You are given the two integers, n and m and two integer arrays, hBars and vBars. The grid has n + 2 horizontal and m + 2 vertical bars, creating 1 x 1 unit cells. The bars are indexed starting from 1.

You can remove some of the bars in hBars from horizontal bars and some of the bars in vBars from vertical bars. Note that other bars are fixed and cannot be removed.

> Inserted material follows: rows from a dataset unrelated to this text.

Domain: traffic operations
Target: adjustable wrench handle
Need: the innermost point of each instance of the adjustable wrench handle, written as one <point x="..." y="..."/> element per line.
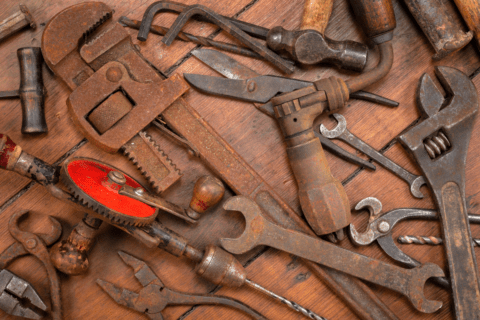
<point x="453" y="210"/>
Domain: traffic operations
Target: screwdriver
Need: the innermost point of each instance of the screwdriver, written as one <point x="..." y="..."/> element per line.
<point x="215" y="264"/>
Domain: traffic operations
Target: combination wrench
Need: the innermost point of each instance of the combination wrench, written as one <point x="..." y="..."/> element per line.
<point x="341" y="133"/>
<point x="260" y="231"/>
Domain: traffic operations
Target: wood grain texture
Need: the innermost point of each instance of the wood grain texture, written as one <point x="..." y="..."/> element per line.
<point x="259" y="141"/>
<point x="470" y="10"/>
<point x="316" y="15"/>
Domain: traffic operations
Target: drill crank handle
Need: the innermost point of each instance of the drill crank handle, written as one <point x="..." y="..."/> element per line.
<point x="13" y="158"/>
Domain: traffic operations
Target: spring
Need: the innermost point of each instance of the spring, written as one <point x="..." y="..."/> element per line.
<point x="437" y="145"/>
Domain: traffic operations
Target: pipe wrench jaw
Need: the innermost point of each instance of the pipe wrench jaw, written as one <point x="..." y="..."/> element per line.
<point x="116" y="93"/>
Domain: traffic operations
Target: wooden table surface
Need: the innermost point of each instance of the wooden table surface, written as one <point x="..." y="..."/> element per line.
<point x="258" y="140"/>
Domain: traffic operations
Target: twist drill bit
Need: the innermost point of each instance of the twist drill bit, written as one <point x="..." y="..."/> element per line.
<point x="291" y="304"/>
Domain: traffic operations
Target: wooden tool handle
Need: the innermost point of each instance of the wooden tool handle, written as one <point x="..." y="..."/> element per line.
<point x="32" y="91"/>
<point x="470" y="11"/>
<point x="316" y="14"/>
<point x="376" y="18"/>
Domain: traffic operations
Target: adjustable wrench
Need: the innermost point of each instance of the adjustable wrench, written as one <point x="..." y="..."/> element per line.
<point x="260" y="231"/>
<point x="341" y="133"/>
<point x="439" y="144"/>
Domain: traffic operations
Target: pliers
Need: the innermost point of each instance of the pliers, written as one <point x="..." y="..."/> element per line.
<point x="13" y="289"/>
<point x="380" y="227"/>
<point x="154" y="296"/>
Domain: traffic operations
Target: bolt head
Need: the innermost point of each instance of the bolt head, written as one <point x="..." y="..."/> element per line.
<point x="31" y="243"/>
<point x="251" y="86"/>
<point x="114" y="74"/>
<point x="383" y="226"/>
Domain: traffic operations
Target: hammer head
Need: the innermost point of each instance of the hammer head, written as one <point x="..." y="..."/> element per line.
<point x="440" y="142"/>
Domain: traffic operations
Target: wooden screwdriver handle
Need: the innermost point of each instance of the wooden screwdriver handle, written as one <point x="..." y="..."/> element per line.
<point x="316" y="14"/>
<point x="470" y="11"/>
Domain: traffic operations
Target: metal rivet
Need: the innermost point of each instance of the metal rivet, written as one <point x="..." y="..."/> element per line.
<point x="114" y="74"/>
<point x="31" y="243"/>
<point x="116" y="177"/>
<point x="251" y="86"/>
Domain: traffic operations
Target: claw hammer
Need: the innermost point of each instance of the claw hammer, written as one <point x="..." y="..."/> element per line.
<point x="322" y="197"/>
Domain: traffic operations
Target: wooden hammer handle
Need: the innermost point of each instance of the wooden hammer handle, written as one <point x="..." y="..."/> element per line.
<point x="316" y="14"/>
<point x="470" y="11"/>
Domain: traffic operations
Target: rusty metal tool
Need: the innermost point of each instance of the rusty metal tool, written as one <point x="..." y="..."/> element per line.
<point x="341" y="133"/>
<point x="232" y="29"/>
<point x="155" y="296"/>
<point x="261" y="231"/>
<point x="16" y="22"/>
<point x="32" y="91"/>
<point x="305" y="46"/>
<point x="220" y="157"/>
<point x="322" y="197"/>
<point x="206" y="42"/>
<point x="252" y="86"/>
<point x="430" y="240"/>
<point x="14" y="289"/>
<point x="438" y="23"/>
<point x="470" y="11"/>
<point x="135" y="217"/>
<point x="439" y="145"/>
<point x="215" y="264"/>
<point x="36" y="245"/>
<point x="116" y="93"/>
<point x="232" y="69"/>
<point x="380" y="228"/>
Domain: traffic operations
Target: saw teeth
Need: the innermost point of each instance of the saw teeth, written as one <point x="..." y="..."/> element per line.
<point x="174" y="172"/>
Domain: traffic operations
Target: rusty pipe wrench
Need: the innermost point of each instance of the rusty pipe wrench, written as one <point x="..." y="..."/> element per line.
<point x="116" y="94"/>
<point x="439" y="144"/>
<point x="260" y="231"/>
<point x="341" y="133"/>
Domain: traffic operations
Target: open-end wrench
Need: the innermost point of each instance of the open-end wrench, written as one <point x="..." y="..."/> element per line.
<point x="341" y="133"/>
<point x="260" y="231"/>
<point x="439" y="144"/>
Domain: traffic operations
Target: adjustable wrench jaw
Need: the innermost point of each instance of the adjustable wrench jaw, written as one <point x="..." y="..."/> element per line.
<point x="455" y="121"/>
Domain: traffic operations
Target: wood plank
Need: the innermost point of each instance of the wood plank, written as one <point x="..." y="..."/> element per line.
<point x="256" y="138"/>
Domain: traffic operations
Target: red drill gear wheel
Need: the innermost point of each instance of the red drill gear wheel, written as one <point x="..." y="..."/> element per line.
<point x="88" y="180"/>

Return an integer denoting the maximum area of a square-shaped hole in the grid, after removing some bars (possibly none).

 

Example 1:

Input: n = 2, m = 1, hBars = [2,3], vBars = [2]

Output: 4

Explanation:

The left image shows the initial grid formed by the bars. The horizontal bars are [1,2,3,4], and the vertical bars are [1,2,3].

One way to get the maximum square-shaped hole is by removing horizontal bar 2 and vertical bar 2.

Example 2:

Input: n = 1, m = 1, hBars = [2], vBars = [2]

Output: 4

Explanation:

To get the maximum square-shaped hole, we remove horizontal bar 2 and vertical bar 2.

Example 3:

Input: n = 2, m = 3, hBars = [2,3], vBars = [2,4]

Output: 4

Explanation:

One way to get the maximum square-shaped hole is by removing horizontal bar 3, and vertical bar 4.

 

Constraints:

  • 1 <= n <= 109
  • 1 <= m <= 109
  • 1 <= hBars.length <= 100
  • 2 <= hBars[i] <= n + 1
  • 1 <= vBars.length <= 100
  • 2 <= vBars[i] <= m + 1
  • All values in hBars are distinct.
  • All values in vBars are distinct.

Solutions

Solution 1: Sorting

The problem essentially asks us to find the length of the longest consecutive increasing subsequence in the array, and then add 1 to it.

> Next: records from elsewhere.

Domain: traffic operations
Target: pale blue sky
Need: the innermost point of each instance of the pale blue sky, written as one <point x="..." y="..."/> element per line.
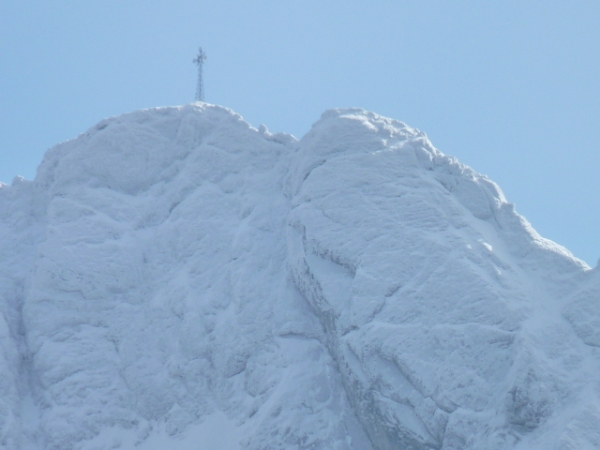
<point x="508" y="87"/>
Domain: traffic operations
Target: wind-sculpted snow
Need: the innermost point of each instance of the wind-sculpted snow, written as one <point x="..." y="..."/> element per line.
<point x="174" y="272"/>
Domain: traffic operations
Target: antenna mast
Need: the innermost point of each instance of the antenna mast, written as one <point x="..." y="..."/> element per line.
<point x="200" y="87"/>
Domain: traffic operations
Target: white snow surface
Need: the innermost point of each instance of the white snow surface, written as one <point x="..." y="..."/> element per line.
<point x="174" y="278"/>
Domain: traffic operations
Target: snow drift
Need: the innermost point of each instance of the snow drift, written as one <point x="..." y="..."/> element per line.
<point x="176" y="278"/>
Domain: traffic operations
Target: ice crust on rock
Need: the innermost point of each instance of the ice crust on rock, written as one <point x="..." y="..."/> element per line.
<point x="174" y="270"/>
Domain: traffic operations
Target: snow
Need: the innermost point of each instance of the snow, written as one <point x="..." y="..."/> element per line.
<point x="177" y="278"/>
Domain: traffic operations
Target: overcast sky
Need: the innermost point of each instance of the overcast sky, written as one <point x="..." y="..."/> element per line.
<point x="508" y="87"/>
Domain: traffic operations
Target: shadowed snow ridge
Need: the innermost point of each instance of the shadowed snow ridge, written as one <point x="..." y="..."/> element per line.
<point x="174" y="271"/>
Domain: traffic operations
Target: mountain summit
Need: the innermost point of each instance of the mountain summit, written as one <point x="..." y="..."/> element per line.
<point x="174" y="278"/>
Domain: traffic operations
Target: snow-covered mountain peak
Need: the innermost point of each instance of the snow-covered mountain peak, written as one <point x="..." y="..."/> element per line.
<point x="176" y="271"/>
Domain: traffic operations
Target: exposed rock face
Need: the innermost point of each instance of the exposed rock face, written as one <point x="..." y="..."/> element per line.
<point x="356" y="289"/>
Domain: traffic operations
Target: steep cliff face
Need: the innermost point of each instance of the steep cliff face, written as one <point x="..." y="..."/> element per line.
<point x="173" y="272"/>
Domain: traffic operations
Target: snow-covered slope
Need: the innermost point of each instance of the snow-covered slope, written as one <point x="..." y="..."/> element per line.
<point x="174" y="278"/>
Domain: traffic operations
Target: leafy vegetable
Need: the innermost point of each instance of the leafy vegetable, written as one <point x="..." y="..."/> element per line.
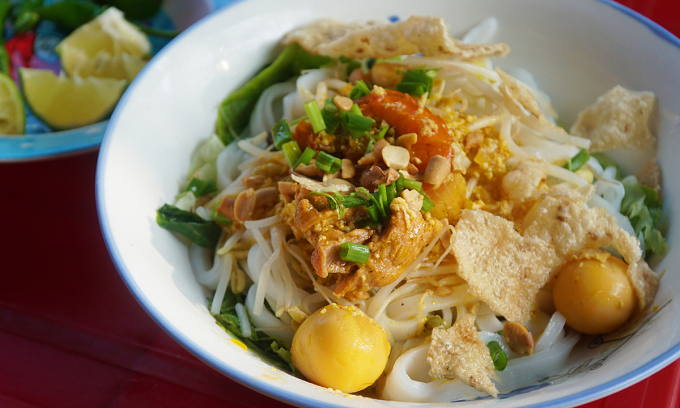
<point x="416" y="82"/>
<point x="605" y="162"/>
<point x="200" y="187"/>
<point x="266" y="347"/>
<point x="643" y="208"/>
<point x="500" y="360"/>
<point x="190" y="225"/>
<point x="577" y="161"/>
<point x="234" y="112"/>
<point x="360" y="90"/>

We define a function $f(nums)$, which represents the length of the longest consecutive increasing subsequence in the array $nums$.

For the array $nums$, we first sort it, then traverse the array. If the current element $nums[i]$ equals the previous element $nums[i - 1]$ plus 1, it means that the current element can be added to the consecutive increasing subsequence. Otherwise, it means that the current element cannot be added to the consecutive increasing subsequence, and we need to start calculating the length of the consecutive increasing subsequence again. Finally, we return the length of the consecutive increasing subsequence plus 1.

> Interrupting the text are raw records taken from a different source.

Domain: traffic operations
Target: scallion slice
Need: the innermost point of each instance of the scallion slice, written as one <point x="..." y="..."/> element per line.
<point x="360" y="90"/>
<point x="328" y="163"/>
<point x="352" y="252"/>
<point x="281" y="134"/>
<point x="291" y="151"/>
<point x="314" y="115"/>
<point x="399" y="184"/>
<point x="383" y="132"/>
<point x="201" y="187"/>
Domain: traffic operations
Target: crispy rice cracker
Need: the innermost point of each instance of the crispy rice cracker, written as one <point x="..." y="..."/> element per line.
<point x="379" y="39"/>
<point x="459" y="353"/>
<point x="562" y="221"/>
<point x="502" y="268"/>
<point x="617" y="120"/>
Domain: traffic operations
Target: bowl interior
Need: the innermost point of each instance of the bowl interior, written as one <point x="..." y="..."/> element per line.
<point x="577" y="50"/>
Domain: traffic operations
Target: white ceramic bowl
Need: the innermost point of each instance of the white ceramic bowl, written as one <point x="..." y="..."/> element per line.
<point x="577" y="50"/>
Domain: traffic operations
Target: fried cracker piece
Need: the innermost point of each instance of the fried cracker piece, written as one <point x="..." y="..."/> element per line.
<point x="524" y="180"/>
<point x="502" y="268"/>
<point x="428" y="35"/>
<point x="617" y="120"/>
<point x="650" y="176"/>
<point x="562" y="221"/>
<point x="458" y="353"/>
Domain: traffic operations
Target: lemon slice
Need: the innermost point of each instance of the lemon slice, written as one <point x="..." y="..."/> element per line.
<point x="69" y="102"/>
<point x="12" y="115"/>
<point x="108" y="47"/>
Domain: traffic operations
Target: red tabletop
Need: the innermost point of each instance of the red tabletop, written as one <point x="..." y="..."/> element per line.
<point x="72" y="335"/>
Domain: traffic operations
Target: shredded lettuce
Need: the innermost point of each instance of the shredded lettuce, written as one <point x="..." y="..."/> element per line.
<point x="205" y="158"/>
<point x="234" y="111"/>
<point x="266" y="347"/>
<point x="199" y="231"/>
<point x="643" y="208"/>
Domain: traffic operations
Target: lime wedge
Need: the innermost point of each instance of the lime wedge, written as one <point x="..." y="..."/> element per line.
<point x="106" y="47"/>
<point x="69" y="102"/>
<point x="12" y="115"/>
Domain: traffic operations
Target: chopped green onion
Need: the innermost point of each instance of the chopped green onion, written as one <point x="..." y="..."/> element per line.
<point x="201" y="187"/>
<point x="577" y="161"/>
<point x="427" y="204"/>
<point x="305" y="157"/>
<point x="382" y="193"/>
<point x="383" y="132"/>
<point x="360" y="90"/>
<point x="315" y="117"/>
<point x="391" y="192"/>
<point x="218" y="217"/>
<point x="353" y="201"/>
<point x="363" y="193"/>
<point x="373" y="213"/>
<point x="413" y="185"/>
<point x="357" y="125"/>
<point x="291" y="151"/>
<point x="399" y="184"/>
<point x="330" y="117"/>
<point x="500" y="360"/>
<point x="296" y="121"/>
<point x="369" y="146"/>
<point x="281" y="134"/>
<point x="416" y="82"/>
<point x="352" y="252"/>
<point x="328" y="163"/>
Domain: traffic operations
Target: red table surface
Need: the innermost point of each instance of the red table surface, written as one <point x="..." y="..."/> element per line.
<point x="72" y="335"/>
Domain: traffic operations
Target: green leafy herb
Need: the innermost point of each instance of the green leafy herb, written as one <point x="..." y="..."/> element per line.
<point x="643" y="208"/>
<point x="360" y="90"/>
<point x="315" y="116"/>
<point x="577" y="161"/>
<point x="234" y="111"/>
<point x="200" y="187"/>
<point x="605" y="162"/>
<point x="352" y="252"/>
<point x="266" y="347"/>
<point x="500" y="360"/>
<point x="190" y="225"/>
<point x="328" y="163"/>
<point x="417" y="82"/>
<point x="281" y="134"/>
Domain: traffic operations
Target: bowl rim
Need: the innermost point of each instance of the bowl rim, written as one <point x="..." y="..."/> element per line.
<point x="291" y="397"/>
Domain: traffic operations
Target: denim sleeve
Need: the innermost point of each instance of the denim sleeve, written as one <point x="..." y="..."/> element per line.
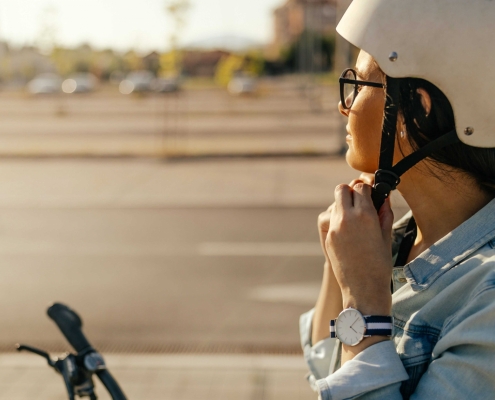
<point x="463" y="365"/>
<point x="375" y="373"/>
<point x="317" y="357"/>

After finding the length of the longest consecutive increasing subsequence in $hBars$ and $vBars$, we take the minimum of the two as the side length of the square, and then calculate the area of the square.

The time complexity is $O(n \times \log n)$, and the space complexity is $O(n)$. Here, $n$ is the length of the array $hBars$ or $vBars$.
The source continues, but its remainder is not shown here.